# Help with Unimate 1 lathe.



## lazyjohn (Mar 3, 2011)

I recently bought a nearly unused, 'Unimate 1 Classic' combi-lathe at auction. One third the price of a new one.

We live in a small retirement flat and my kitchen doubles as my workshop, so no chance of any type of fixed machines or machine shop.

Having routinely worked to 1/100 mm during my days developing batteries for Eveready, I am well aware of the shortcomings of this type of machine as far as metal engineering work goes.

I plan to do model making, mainly with wood, plastic and soft metal and would be very grateful for comments please.

What sort of accuracy can I expect to get?

Any tips on reducing backlash?

What is the most useful add on tool I can make?


----------



## Shipbuilder (Jun 30, 2005)

I suppose it depends on whether you are going to make working models such as small engines, or just something to look at. I have used a Unimat SL for over 35 years and found it excellent. But I mainly make things just to look at. I find it of great assistance to use only drill chucks, one at each end. As the lathe is small, I find the drill chuck has advantages of the standard type where jaws stick out of the rim. I would occasionally catch my finder on the projecting jaws that was always painful and could result in a broken nail, but nothing too serious. If I occasionally accidentally touch the drill chuck, I survive the encounter undamaged. I know you should take care not to touch it when in use, but very occasionally, it does happen over the years! Occasionally, I have made thgings that need to work and found the lathe OK. But it is the only lathe I have ever used, so I really don't know any better.
Spare parts can still be obtained via Ebay, usually from the USA.
It can be turned int a drill press, but years ago, I found it too much trouble to change it and got a separate one. There is also a circular saw attachment, but I haven't got one.
I fitted a removable pointer to above the main chuck with the pointer hovering close above the key notches in the chuck. With the lathe disconnected from the power, I use the notches as a simple dividing head for marking small pieces of work.
For woodworking, I swing the tool post right round, laying the long shaft of the metalworking tool alongside the work for use as a tool rest.
Bob


----------



## lazyjohn (Mar 3, 2011)

Thanks shipbuilder, 
I will be making static models. I suspect I won't reach your standard though.

Fortunately the machine comes with 3 & 4 jaw chucks, wood turning face plates, rolling centres and tools to match. Everything suplied in a fitted box 16"x18"x8". Very small but perfectly formed.

I like your advice and have now ordered an extra drill chuck.
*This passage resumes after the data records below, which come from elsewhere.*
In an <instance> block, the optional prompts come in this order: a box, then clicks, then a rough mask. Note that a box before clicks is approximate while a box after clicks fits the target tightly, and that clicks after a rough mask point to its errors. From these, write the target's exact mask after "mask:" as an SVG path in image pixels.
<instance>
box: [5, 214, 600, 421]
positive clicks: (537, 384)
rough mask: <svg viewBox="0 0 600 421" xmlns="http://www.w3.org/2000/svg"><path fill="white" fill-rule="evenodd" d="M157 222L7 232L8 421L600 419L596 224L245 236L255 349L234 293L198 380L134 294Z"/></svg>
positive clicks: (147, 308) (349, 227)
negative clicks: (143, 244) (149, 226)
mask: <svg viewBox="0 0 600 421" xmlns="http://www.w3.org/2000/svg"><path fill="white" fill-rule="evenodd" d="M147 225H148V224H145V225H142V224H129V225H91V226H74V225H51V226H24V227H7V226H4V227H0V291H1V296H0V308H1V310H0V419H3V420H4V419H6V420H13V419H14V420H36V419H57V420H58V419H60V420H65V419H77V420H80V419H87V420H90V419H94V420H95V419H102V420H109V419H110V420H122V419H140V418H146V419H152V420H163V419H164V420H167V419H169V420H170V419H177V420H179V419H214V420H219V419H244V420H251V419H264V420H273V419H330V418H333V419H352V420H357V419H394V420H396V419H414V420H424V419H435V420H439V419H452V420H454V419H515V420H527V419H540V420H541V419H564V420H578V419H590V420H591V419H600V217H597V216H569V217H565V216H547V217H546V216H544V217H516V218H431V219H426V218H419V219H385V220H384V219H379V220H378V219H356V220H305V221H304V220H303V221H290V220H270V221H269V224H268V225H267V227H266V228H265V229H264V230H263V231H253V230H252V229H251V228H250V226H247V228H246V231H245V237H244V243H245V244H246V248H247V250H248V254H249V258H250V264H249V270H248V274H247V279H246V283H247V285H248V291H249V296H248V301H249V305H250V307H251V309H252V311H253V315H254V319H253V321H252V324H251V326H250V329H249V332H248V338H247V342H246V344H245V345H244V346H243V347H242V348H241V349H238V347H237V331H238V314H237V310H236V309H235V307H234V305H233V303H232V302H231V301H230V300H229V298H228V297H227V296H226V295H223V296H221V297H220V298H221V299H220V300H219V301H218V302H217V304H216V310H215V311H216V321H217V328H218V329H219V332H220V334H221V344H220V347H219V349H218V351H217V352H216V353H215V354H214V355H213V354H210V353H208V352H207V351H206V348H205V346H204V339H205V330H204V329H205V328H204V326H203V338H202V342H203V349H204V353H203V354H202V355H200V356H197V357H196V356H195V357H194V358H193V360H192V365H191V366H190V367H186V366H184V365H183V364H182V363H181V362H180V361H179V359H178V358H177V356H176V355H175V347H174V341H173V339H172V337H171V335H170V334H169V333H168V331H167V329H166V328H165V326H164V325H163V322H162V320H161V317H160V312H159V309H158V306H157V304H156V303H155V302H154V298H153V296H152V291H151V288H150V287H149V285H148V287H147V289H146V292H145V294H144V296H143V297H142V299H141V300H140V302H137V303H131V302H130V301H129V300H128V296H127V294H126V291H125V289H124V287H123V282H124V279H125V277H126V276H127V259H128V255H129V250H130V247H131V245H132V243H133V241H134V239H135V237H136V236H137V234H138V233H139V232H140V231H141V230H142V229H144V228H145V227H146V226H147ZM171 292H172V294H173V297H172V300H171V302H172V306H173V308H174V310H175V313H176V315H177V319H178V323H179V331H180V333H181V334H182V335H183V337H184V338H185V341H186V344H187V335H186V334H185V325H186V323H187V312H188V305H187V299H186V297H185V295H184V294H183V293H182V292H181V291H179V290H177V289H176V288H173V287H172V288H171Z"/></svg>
I particularly like the dividing head idea.

Once again, many thanks!


----------



## Trevane (Mar 30, 2008)

Hello "lazyjohn",
Congratulations on getting a Unimat 1, I've had a Unimat SL for about 35 years.
They are a great aid for modellers, but like so many items they do come with a learning curve.
There is a fine Unimate forum of knowledgable and helpful people at [email protected]

You ask "What sort of accuracy can I get?". That probably depends more on you than on the machine. 1/100 mm is more accurate than most items require except for example, a sliding fit of two parts.
A 1/100th mm cut, often referred to as "A gnats whisker" just needs a bit of care, a correctly set sharp tool, and a delicate touch.

What is the most useful add-on tool depends quite a lot on what you need to do and how often you think you will need to do it.

There are few real shortcomings with this machine beyond its size. Just don't expect to remove metal at a high rate. It is a hobbyist's machine, not a commercial workshop money maker.

Machining plastics requires a sharp tool with a good amount of top rake (correctly set of course) and low revs. You need to cut the plastic, not melt it into a soft blob. 
Trevor


----------



## richsemc (Oct 26, 2011)

Hi all, just joined
I searched the internet for 3 days looking for a drill chuck for the unimat sl lather and I finally found www.tomstoolstore.com and have just purchased a new drill chuck 12mm * 1 for $40 and he's posting it straight away, very good service worth emailing him if you need any parts [email protected] not all of his items are on his ebay site


----------



## Gulpers (Sep 8, 2005)

*Welcome*

richsemc,

On behalf of the SN Moderating Team, a warm welcome aboard from the Isle of Anglesey!
You seem to have settled in nicely so I hope you thoroughly enjoy your time on SN and get many happy hours entertainment from your membership. *(Thumb)


----------



## Shipbuilder (Jun 30, 2005)

Richsemc

Thanks for that very useful link. I have used a Unimat for many years now and had an awful time finding a replacement chuck a couple of years ago. Tom's tool store seems to have evertything one needs to keep an old Unimat running for years to come.

It is the only lathe I have ever used, or ever want to use!

Bob


----------



## R58484956 (Apr 19, 2004)

Greetings *Richsemc* and welcome to* SN*. Bon voyage and good turning.


----------



## GWB (Jul 11, 2007)

Welcome aboard enjoy the trip. As to your Unimat and the accuracy you will get bepends mainly upon your skill, to get the accuracy you are talking is grinding.
Having worked and repaired them for several years I can assure you that even in the original set up the failing was the bench they were sold with was not stiff enough to keep the bed straight. Best on a very good and solid bench, all parts ie chuck ect. are standard off the self, ie morse taper Jacbos type chuck. 
Cheers 
GWB


----------



## KevinR (Jan 5, 2006)

I bought my first Unimat SL in Singapore about 40 years ago, and had it fitted into a teak case by a local Chinese joiner. I have nearly all of the accessories and these are fitted onto the inside of the lid. As a marine engineer/ship modeller, the lathe has travelled with me all over the world for some 30 years and I have used it to make all the deck fittings for many models(even all the stanchions at 1/100 scale, all with 3 holes for threading the handrails through.)
Several of my glass-cased models,all at 1/100 scale, have been bought by the Companies I have worked for for very good prices!
I think the most useful accessory by far, is a foot switch/speed controller. This allows two-handed working, with the speed precisely controlled by a foot. Next useful has to be the 4-jaw chuck, followed by the dividing attachment. Some years ago, I bought two more SL lathes; one is in the attic as a standby in case the regular one breaks down, and the other is permanently rigged as a circular saw in the garage.
Superb machines!!


----------